Release Date: May 6, 2004
Washington, DC--John Wilmerding, a respected and
widely known authority on American art, is donating one of the most important
private collections of
19th-century
American art to the National Gallery of Art. The collection will be on view
in the exhibition, American Masters from Bingham to Eakins: The John
Wilmerding Collection, at the National Gallery of Art, East Building,
May 9, 2004 through February 6, 2005. On May 5, Wilmerding, who was the Gallery's
deputy director from 1983
to 1988, announced to the Gallery's Trustees' Council that all
of the works in the exhibition will remain at the Gallery following the close
of
the exhibition and that Mississippi Boatman (1850), one of George
Caleb Bingham's acclaimed scenes of frontier river life, will become an immediate
gift. Previously, Wilmerding donated The Chaperone (c. 1908) by Thomas
Eakins on the occasion of the Gallery's 50th anniversary in 1991.
The collection of 51 works represents such masters as Bingham, Frederic Edwin
Church, Eakins, Winslow Homer, William Stanley Haseltine, Martin Johnson Heade,
Fitz Hugh Lane, John Marin, John F. Peto, and William Trost Richards. Wilmerding
made many of his acquisitions based on how they would fill gaps and build on
strengths in the Gallery's existing collection of American art.

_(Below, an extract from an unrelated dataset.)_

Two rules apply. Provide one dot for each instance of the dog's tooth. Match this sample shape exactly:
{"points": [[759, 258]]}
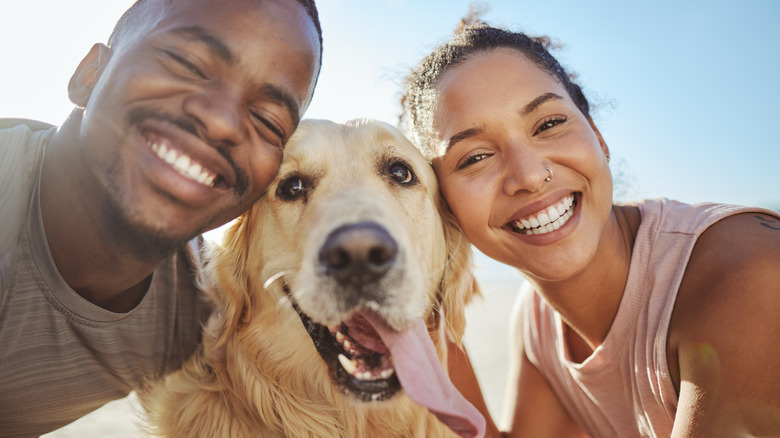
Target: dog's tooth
{"points": [[349, 365]]}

"Other than friends and family members, relatively few have had the pleasure of seeing these works, because John has been characteristically modest about his activities as a collector," said Earl A. Powell III, director of the National Gallery of Art. "That he has now generously agreed to let the collection be seen and enjoyed by a wider public through this exhibition and in our permanent collection is indeed a cause for celebration."
WILMERDING COLLECTION
Among the collection are landscapes, marine paintings, portraits, genre scenes, still lifes, and figure paintings. Highlights from the collection include Western Shore of Gloucester, Outer Harbor (c. 1857), a radiant view of sailing vessels on calm water by Lane; Sparrow Hall (c. 1881-1882), a rare oil from Homer's English period; Drifting (1875), the Gallery's first Eakins watercolor, and his monumental portrait of Dr. William Thomson; Sunlight and Shadow: The Newbury Marshes (c. 1871-1875), the Gallery's first marsh painting by Heade; and Newport Mountain, Mount Desert (1851), the first North American work by Church to enter the Gallery's collection. There is also an exceptional group of drawings and watercolors of the scenery of Mount Desert Island, Maine, by artists such as Haseltine, Lane, Marin, and Richards, who worked there from the 1840s until the early 20th century.
JOHN WILMERDING
Wilmerding's many books and articles, which began appearing in the
early 1960s and continue unabated today, have helped define the scholarly nature
of the
field as a whole and have also documented the work of key figures such as Lane,
Homer,
and Eakins. Born in 1938 in Boston, Wilmerding comes from a family with a rich
history of collecting art. Wilmerding's great-grandparents, Henry Osborne Havemeyer
and his second wife, Louisine Waldron Havemeyer, amassed an extraordinary group
of European and oriental works of art that was eventually bequeathed to the
Metropolitan Museum of Art in New York. One of the Havemeyers' daughters,
Electra Havemeyer Webb (Wilmerding's grandmother), was an eclectic collector
of American fine and folk paintings and sculptures, decorative arts, quilts,
tools, vernacular
objects, toys, buildings, and transportation vehicles. Her remarkable and vast
collection was the genesis of the Shelburne Museum in Vermont.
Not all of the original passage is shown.